Türkiye’de yastık altı olarak saklanan yaklaşık 4.500 ton, yani 300 milyar dolar değerindeki altının ekonomiye kazandırılması için yeni bir adım atılıyor. ABD merkezli bir firmanın geliştirdiği altın kiralama sistemi, Türkiye’de uygulanmak üzere gündeme alındı. Sistemle, vatandaşların evde tuttukları fiziki altını işletmelere kiralayıp düzenli gelir elde etmeleri hedefleniyor.
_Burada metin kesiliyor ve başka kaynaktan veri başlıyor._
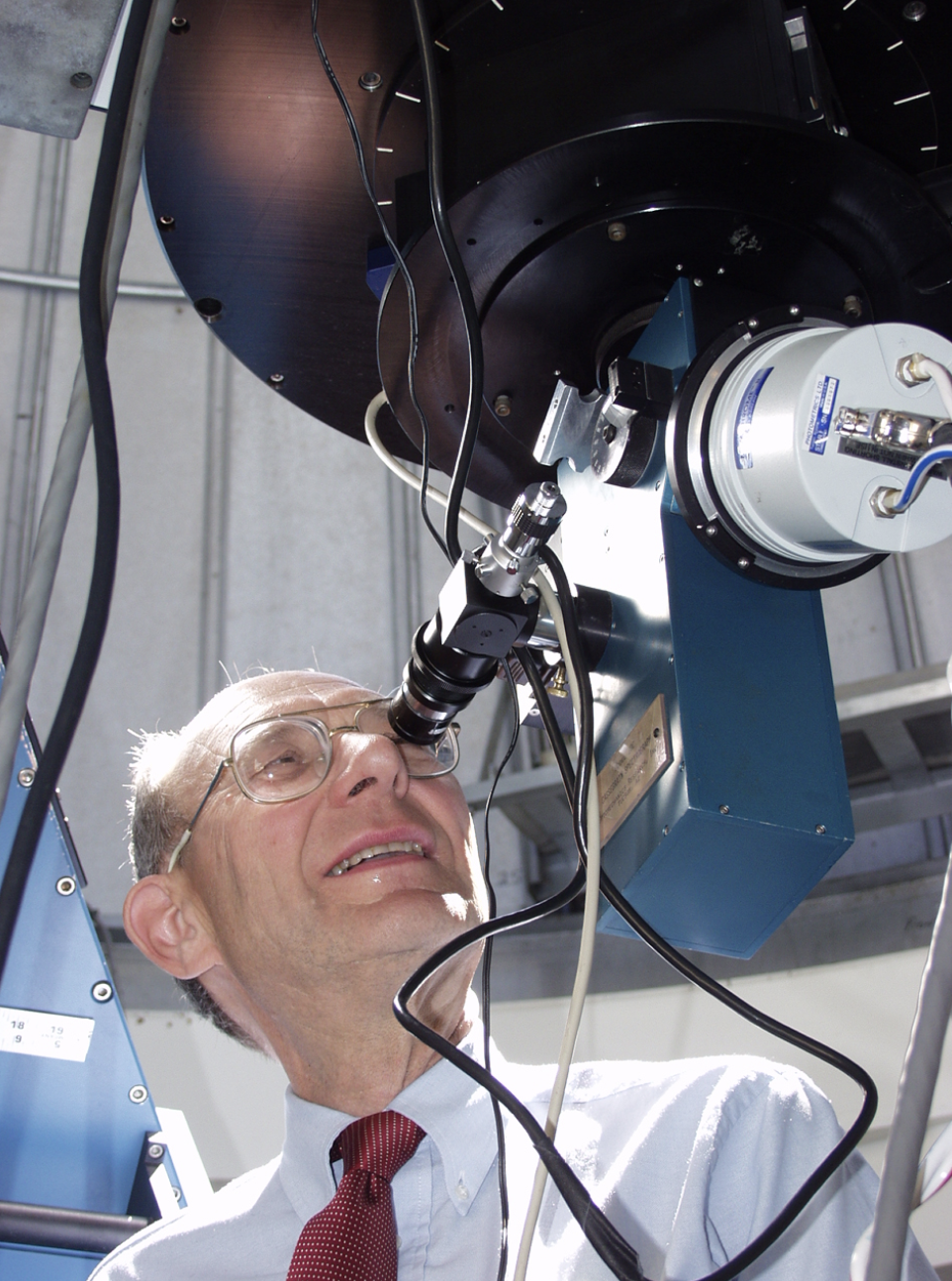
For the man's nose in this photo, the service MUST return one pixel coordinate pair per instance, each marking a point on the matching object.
(368, 759)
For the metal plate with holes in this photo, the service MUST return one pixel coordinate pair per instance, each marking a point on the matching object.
(50, 56)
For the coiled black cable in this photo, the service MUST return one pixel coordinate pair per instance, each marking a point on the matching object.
(460, 279)
(94, 325)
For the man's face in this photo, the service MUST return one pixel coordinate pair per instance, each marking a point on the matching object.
(268, 875)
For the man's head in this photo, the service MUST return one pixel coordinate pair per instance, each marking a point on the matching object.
(257, 914)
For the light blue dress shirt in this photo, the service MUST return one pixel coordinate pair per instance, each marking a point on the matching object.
(690, 1161)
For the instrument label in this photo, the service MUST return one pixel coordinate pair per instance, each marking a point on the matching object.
(821, 414)
(31, 1032)
(626, 778)
(743, 457)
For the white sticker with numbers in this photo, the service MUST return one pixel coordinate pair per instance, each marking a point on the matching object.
(30, 1032)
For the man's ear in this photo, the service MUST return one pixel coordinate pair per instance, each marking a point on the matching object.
(168, 931)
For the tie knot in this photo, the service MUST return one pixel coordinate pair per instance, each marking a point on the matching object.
(381, 1142)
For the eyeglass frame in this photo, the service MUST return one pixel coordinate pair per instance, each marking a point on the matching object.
(305, 714)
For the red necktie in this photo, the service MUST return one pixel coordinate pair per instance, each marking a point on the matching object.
(353, 1237)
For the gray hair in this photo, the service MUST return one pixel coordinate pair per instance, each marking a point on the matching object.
(164, 797)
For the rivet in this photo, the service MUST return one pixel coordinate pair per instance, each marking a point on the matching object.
(209, 309)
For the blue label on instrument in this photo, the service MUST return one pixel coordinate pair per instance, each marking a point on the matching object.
(744, 417)
(821, 414)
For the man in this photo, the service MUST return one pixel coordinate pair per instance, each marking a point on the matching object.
(298, 863)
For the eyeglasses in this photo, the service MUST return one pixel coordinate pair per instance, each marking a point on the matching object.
(285, 757)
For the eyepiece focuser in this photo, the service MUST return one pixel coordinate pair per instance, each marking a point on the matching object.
(486, 606)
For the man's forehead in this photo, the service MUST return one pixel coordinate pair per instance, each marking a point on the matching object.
(265, 694)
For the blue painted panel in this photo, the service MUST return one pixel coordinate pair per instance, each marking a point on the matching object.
(744, 674)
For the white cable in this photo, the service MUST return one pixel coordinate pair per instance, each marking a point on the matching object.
(38, 591)
(405, 474)
(583, 971)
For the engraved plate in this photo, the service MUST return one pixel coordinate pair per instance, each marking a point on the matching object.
(633, 769)
(30, 1032)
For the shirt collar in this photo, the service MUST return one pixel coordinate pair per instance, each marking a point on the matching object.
(455, 1112)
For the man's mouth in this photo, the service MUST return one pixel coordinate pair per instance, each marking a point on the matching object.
(391, 846)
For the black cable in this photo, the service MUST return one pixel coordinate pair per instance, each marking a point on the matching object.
(464, 292)
(401, 266)
(831, 1162)
(487, 990)
(94, 325)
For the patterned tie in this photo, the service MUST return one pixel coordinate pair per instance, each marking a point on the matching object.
(353, 1237)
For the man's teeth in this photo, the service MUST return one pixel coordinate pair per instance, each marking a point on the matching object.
(391, 846)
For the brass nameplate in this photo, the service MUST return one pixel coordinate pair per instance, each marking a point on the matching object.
(643, 756)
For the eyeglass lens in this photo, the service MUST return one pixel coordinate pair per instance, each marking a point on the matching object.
(287, 757)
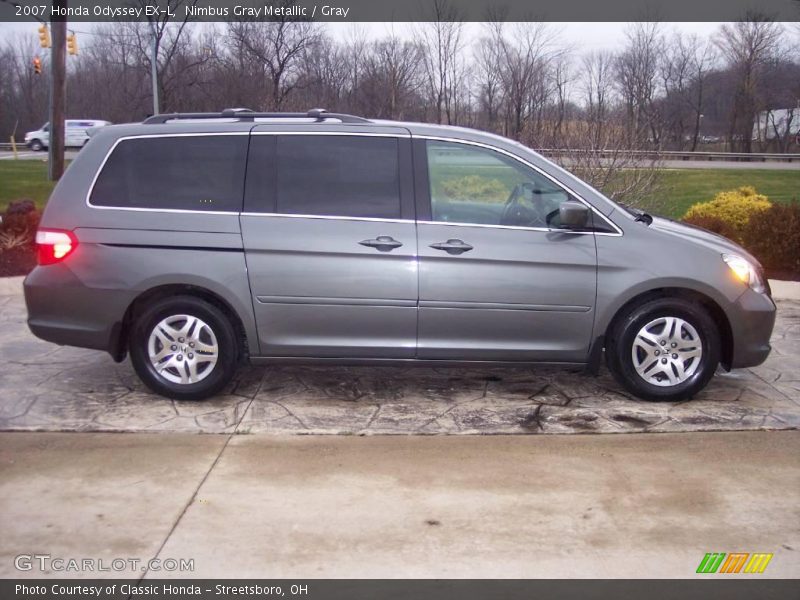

Ekonomiye dev likidite hedefi
Türkiye’de yastık altı altın, uzun yıllardır ekonominin kayıt dışı rezervi olarak görülüyor. Yeni model ile bu altınların finansal sisteme dahil edilmesi, hem vatandaşlara ek gelir sağlanması hem de işletmelerin altın ihtiyacının daha düşük maliyetle karşılanması amaçlanıyor.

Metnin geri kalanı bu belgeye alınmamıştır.